Students learn construction skills, sustainable building in hands-on training program

By Kathryn Dailey
Loveland Reporter-Herald

FORT COLLINS — Sometimes to build knowledge you have to tear some things down.

And that’s just what the students in the National Center for Craftsmanship’s DeConstruct Training Program did.

On a recent Tuesday, about 18 volunteers met in north Fort Collins to continue the process of hand dismantling an old ranch house that was built in the late 1800s, said Robb Sommerfeld, a teacher at Berthoud High School and the assistant director at the Center.

“We offer students an experiential learning environment,” Sommerfeld said.

The home is owned by the city of Fort Collins, which plans to turn the property back into open space.

The program works to teach students construction skills and the importance of sustainable building.

In fact, it has garnered so much attention that it will be featured on a future episode of the Discovery Channel’s Planet Green series “Renovation Nation.”

Crews came out to film the work that the students were doing, which included
taking down the roof, removing the nails from wood that could be reused and dismantling the house starting from top to bottom.
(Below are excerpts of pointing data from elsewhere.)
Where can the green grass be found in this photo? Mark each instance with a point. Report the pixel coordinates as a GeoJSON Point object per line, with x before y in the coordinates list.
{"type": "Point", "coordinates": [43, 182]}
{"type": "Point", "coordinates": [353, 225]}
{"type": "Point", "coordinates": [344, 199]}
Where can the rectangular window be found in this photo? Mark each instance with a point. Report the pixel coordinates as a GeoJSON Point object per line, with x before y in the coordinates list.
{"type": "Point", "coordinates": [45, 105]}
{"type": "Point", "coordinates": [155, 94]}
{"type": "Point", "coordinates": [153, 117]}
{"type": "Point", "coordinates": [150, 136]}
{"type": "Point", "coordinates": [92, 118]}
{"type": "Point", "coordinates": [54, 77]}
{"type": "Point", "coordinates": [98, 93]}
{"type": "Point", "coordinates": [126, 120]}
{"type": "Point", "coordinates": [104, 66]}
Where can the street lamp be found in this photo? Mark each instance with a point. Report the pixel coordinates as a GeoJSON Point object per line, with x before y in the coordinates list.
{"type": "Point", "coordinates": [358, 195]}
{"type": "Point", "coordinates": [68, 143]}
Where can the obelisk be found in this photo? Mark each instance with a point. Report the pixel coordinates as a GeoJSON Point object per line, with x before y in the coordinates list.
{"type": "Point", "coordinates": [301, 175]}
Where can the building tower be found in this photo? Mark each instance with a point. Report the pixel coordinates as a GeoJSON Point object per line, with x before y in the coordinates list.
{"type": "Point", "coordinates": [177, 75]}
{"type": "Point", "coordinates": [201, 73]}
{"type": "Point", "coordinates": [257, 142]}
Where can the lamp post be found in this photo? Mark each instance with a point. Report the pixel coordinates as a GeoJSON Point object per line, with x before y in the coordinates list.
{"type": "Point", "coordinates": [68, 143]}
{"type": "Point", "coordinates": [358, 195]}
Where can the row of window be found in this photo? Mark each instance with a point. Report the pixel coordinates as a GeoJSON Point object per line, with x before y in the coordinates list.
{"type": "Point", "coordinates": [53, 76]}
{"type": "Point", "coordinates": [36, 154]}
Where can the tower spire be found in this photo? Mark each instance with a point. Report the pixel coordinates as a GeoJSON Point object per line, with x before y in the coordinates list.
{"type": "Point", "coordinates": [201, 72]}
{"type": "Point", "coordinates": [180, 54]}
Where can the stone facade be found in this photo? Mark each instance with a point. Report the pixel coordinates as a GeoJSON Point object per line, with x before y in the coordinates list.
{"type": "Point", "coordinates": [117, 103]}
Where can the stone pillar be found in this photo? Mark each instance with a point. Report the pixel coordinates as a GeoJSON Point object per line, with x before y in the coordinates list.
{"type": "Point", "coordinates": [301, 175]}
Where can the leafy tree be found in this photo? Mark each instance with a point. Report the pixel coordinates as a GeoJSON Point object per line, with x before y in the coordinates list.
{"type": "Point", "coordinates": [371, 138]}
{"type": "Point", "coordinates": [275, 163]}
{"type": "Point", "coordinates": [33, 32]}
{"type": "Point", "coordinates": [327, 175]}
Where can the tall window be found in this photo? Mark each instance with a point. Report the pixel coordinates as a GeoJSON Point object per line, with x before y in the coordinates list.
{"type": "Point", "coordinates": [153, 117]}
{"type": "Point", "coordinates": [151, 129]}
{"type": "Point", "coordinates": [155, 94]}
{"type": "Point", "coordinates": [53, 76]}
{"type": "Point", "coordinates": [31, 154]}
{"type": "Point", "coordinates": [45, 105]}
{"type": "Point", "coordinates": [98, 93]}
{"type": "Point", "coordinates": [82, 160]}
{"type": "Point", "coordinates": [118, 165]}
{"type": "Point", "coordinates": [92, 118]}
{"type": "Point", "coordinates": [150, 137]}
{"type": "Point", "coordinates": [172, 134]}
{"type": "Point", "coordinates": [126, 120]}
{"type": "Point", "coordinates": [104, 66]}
The DeConstruct program involves students from all over Northern Colorado. The day that the filming took place there were several students from the Polaris Expeditionary Learning School in Fort Collins.
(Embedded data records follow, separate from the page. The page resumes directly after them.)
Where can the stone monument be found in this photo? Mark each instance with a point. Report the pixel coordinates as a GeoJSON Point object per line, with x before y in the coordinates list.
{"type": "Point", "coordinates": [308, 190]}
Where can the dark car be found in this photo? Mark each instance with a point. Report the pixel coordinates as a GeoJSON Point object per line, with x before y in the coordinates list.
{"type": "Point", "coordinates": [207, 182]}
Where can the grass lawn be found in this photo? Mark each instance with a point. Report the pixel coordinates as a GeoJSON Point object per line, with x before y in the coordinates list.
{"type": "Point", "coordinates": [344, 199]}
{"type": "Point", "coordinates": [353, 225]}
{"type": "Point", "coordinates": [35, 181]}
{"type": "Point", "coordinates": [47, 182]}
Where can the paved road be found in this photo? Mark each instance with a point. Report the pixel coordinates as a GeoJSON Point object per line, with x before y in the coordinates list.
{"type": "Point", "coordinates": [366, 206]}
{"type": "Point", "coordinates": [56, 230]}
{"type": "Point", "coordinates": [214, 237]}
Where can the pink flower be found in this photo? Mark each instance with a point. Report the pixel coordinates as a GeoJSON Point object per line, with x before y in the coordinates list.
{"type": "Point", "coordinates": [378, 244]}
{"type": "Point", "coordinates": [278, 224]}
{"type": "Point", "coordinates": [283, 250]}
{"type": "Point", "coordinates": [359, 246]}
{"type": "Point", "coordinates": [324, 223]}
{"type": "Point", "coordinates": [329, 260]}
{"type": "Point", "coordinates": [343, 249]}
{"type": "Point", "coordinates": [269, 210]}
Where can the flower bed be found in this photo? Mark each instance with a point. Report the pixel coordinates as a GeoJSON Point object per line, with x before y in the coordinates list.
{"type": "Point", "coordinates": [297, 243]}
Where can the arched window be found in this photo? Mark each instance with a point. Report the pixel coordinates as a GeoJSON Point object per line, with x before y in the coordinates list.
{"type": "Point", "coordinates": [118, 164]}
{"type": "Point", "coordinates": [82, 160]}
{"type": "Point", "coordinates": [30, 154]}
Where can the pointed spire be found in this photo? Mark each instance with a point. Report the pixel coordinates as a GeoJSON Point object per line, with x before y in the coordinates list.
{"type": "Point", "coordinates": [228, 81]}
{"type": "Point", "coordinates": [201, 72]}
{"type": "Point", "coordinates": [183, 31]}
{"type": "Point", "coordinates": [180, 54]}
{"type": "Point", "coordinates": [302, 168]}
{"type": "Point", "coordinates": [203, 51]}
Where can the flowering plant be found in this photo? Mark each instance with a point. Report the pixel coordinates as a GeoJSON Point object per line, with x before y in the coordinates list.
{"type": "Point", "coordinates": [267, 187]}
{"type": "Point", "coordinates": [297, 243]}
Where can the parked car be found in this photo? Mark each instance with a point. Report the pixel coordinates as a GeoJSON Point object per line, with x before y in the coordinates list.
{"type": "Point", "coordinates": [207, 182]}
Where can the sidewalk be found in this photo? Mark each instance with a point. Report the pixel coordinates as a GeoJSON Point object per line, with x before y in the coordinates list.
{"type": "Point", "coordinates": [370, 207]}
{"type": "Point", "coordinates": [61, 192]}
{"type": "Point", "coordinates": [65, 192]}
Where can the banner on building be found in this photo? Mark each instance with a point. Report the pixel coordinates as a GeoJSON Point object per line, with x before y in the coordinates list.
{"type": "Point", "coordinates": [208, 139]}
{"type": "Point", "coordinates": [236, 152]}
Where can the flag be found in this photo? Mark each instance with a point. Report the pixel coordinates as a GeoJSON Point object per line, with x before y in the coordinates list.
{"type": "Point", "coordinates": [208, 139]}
Eighth-grader Colin Holmes had been on the site the day before with several of his classmates to help carry away shingles from the roof, which will be ground up and turned into mulch.
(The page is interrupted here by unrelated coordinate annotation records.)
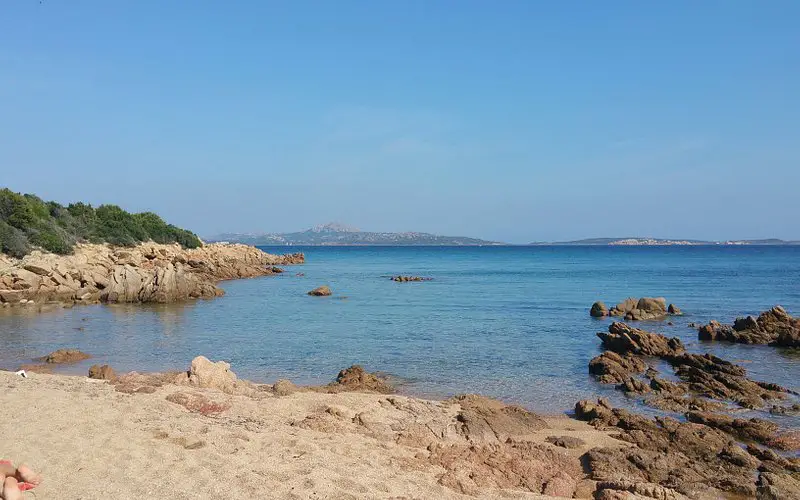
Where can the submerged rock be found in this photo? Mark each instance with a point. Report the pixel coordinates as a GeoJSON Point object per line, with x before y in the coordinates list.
{"type": "Point", "coordinates": [322, 291]}
{"type": "Point", "coordinates": [356, 379]}
{"type": "Point", "coordinates": [613, 368]}
{"type": "Point", "coordinates": [624, 339]}
{"type": "Point", "coordinates": [148, 272]}
{"type": "Point", "coordinates": [64, 356]}
{"type": "Point", "coordinates": [598, 310]}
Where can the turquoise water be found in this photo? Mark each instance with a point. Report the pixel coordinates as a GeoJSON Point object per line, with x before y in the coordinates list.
{"type": "Point", "coordinates": [509, 322]}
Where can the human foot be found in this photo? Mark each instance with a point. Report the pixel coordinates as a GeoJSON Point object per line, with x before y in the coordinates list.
{"type": "Point", "coordinates": [26, 474]}
{"type": "Point", "coordinates": [11, 489]}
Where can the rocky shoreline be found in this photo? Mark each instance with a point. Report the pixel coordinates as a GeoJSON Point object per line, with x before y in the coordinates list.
{"type": "Point", "coordinates": [480, 447]}
{"type": "Point", "coordinates": [148, 272]}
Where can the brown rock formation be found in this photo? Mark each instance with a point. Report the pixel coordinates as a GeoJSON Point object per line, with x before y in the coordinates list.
{"type": "Point", "coordinates": [149, 272]}
{"type": "Point", "coordinates": [356, 379]}
{"type": "Point", "coordinates": [104, 372]}
{"type": "Point", "coordinates": [613, 368]}
{"type": "Point", "coordinates": [322, 291]}
{"type": "Point", "coordinates": [64, 356]}
{"type": "Point", "coordinates": [775, 327]}
{"type": "Point", "coordinates": [598, 310]}
{"type": "Point", "coordinates": [403, 279]}
{"type": "Point", "coordinates": [624, 339]}
{"type": "Point", "coordinates": [692, 458]}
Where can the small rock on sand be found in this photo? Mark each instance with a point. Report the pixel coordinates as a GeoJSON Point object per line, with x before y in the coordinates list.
{"type": "Point", "coordinates": [104, 372]}
{"type": "Point", "coordinates": [568, 442]}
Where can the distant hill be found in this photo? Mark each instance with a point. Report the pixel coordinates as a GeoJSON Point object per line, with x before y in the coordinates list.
{"type": "Point", "coordinates": [338, 234]}
{"type": "Point", "coordinates": [28, 222]}
{"type": "Point", "coordinates": [639, 241]}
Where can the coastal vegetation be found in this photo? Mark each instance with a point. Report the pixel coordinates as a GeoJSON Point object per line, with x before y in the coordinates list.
{"type": "Point", "coordinates": [28, 222]}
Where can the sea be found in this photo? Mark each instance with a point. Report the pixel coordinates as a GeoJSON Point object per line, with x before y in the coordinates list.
{"type": "Point", "coordinates": [508, 322]}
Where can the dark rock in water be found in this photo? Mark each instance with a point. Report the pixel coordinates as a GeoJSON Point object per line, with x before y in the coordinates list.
{"type": "Point", "coordinates": [624, 339]}
{"type": "Point", "coordinates": [323, 291]}
{"type": "Point", "coordinates": [624, 307]}
{"type": "Point", "coordinates": [785, 410]}
{"type": "Point", "coordinates": [775, 327]}
{"type": "Point", "coordinates": [404, 279]}
{"type": "Point", "coordinates": [633, 386]}
{"type": "Point", "coordinates": [568, 442]}
{"type": "Point", "coordinates": [356, 379]}
{"type": "Point", "coordinates": [598, 310]}
{"type": "Point", "coordinates": [754, 429]}
{"type": "Point", "coordinates": [612, 368]}
{"type": "Point", "coordinates": [64, 356]}
{"type": "Point", "coordinates": [690, 458]}
{"type": "Point", "coordinates": [646, 308]}
{"type": "Point", "coordinates": [710, 376]}
{"type": "Point", "coordinates": [104, 372]}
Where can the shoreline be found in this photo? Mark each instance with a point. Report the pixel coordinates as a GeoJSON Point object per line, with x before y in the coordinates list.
{"type": "Point", "coordinates": [146, 273]}
{"type": "Point", "coordinates": [365, 440]}
{"type": "Point", "coordinates": [294, 444]}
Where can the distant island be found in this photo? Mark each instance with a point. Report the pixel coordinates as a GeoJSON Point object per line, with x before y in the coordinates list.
{"type": "Point", "coordinates": [338, 234]}
{"type": "Point", "coordinates": [639, 241]}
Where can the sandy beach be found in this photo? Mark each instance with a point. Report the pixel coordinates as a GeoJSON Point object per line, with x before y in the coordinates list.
{"type": "Point", "coordinates": [92, 442]}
He also got to use a denailing gun as well as learn about how to use different kinds of leverage to manually remove nails from wood, said the 14-year-old.

“We learned a lot of handy tricks on how to debuild a house,” he said, adding that he will likely use those skills in the future for everyday tasks such as putting together furniture or fixing things around the house.

He also plans to use the skills he’s garnered to build a tree fort and be safe while doing it, he said.
Sam Bonner, a freshman at Polaris, was also on the site both days helping out.
The 15-year-old lives on a ranch and said the skills that she was learning would help her out in her day-to-day life. “We’re constantly building and rebuilding things,” she said.

Bonner also learned a lot about safety precautions to take in construction areas as well as how to identify what materials are salvageable, she said.

In doing DeConstruct, crews and volunteers are able to salvage, recycle or reuse 75 percent of materials from the buildings they take down, said Nick Benson, a green-building consultant working on the project.

Shingles are turned to mulch, wood and bricks are bundled and sold, the plumbing and electrical systems are recycled. “That’s a big part of this job,” Benson said.